Not long after, Medellín recused himself from handling a case pertaining to the Palace of Justice siege because of the personal connection to the case, since his father was a fatal victim of the siege. The Minister of the Interior, Horacio Serpa Uribe, was therefore named Minister of Justice ad hoc.

He was ultimately forced to resign on 21 April 1997 because he was an open supporter not only of opening up the debate for an extradition treaty with the United States, but also of having it implemented retroactively, something both the President and the Minister of the Interior were completely against, and ultimately leading to incompatibility with the Samper administration.

=== Ambassadorship ===
On 7 December 2006, Medellín was appointed Ambassador of Colombia to the United Kingdom of Great Britain and Northern Ireland, and Concurrent Non-Resident Ambassador to the Republic of Ireland, and presented his credentials to Queen Elizabeth II in a ceremony at Buckingham Palace on 2 March 2007.
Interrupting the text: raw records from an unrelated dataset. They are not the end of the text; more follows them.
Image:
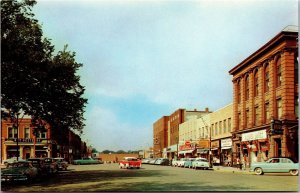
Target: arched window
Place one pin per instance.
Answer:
(239, 91)
(256, 83)
(247, 87)
(267, 78)
(278, 73)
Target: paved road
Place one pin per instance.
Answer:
(108, 177)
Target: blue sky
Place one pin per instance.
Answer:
(145, 59)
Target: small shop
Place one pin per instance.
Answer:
(187, 150)
(215, 149)
(254, 147)
(226, 152)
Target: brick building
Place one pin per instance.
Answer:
(265, 92)
(160, 136)
(22, 141)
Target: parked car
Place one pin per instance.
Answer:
(162, 161)
(12, 160)
(180, 163)
(152, 161)
(201, 163)
(275, 165)
(86, 160)
(61, 163)
(51, 165)
(130, 162)
(19, 171)
(189, 162)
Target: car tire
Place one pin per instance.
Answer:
(294, 172)
(258, 171)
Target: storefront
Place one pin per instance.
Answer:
(215, 149)
(254, 147)
(226, 152)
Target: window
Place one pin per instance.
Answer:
(239, 92)
(247, 118)
(278, 73)
(229, 124)
(256, 83)
(256, 114)
(12, 132)
(296, 69)
(296, 106)
(26, 133)
(247, 87)
(279, 108)
(267, 79)
(267, 112)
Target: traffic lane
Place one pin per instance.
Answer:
(108, 177)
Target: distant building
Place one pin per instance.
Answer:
(266, 92)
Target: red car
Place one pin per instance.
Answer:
(130, 162)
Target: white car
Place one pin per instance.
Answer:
(201, 163)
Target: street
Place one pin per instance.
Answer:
(108, 177)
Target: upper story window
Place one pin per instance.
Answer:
(278, 73)
(267, 78)
(247, 93)
(296, 69)
(12, 132)
(256, 83)
(239, 92)
(279, 108)
(26, 133)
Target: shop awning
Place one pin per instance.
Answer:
(202, 151)
(186, 151)
(226, 148)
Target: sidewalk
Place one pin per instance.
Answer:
(231, 170)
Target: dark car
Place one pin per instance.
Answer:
(61, 163)
(19, 171)
(162, 161)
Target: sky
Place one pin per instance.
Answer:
(145, 59)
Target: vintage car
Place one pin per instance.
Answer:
(86, 160)
(130, 162)
(162, 161)
(189, 163)
(200, 163)
(180, 163)
(61, 163)
(19, 171)
(275, 165)
(12, 160)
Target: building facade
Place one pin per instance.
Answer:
(23, 142)
(265, 101)
(160, 136)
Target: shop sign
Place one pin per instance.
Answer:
(262, 134)
(202, 144)
(215, 144)
(226, 142)
(24, 140)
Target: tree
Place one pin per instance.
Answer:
(34, 82)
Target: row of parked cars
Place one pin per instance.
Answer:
(31, 169)
(195, 163)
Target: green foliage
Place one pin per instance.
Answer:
(33, 80)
While in office, Guillermo Fernández de Soto, Colombia's Ambassador to the Netherlands resigned, and President Uribe moved quickly to appoint Medellín as new Ambassador pending his return to Colombia to be sworn in, so on 19 November 2007, Medellín resigned his post and returned to Colombia. His nomination for Ambassador to The Hague was a matter of great importance, given the case at the Permanent Court of Arbitration on the sovereignty claims of Colombia over the Archipelago of San Andrés, Providencia and Santa Catalina after Nicaragua presented a dispute case over the territory, and the President believed Medellín's law background would help Colombia's cause in court. But suddenly, latter that month, Medellín turned down both Ambassadorships, when an article in El Espectador revealed that Carlos Alberto Gaviria Vélez, older brother of José Obdulio Gaviria Vélez (cousin of Pablo Escobar), who was an Advisor to President Uribe, was directly involved with Luis Carlos Molina Yepes, the moneyman involved in planning the assassination of Guillermo Cano Isaza, Medellín's father-in-law. His resignation was coupled with an earlier one from the Anticorruption Czar, Rodrigo Lara Restrepo, who resigned because José Obdulio Gaviria Vélez had deliberately lied to him about an article published by the Miami based El Nuevo Herald, where they discussed the death of his father, Rodrigo Lara Bonilla. The result of the resignations, both linked to the President's advisor, created a political storm in Colombia.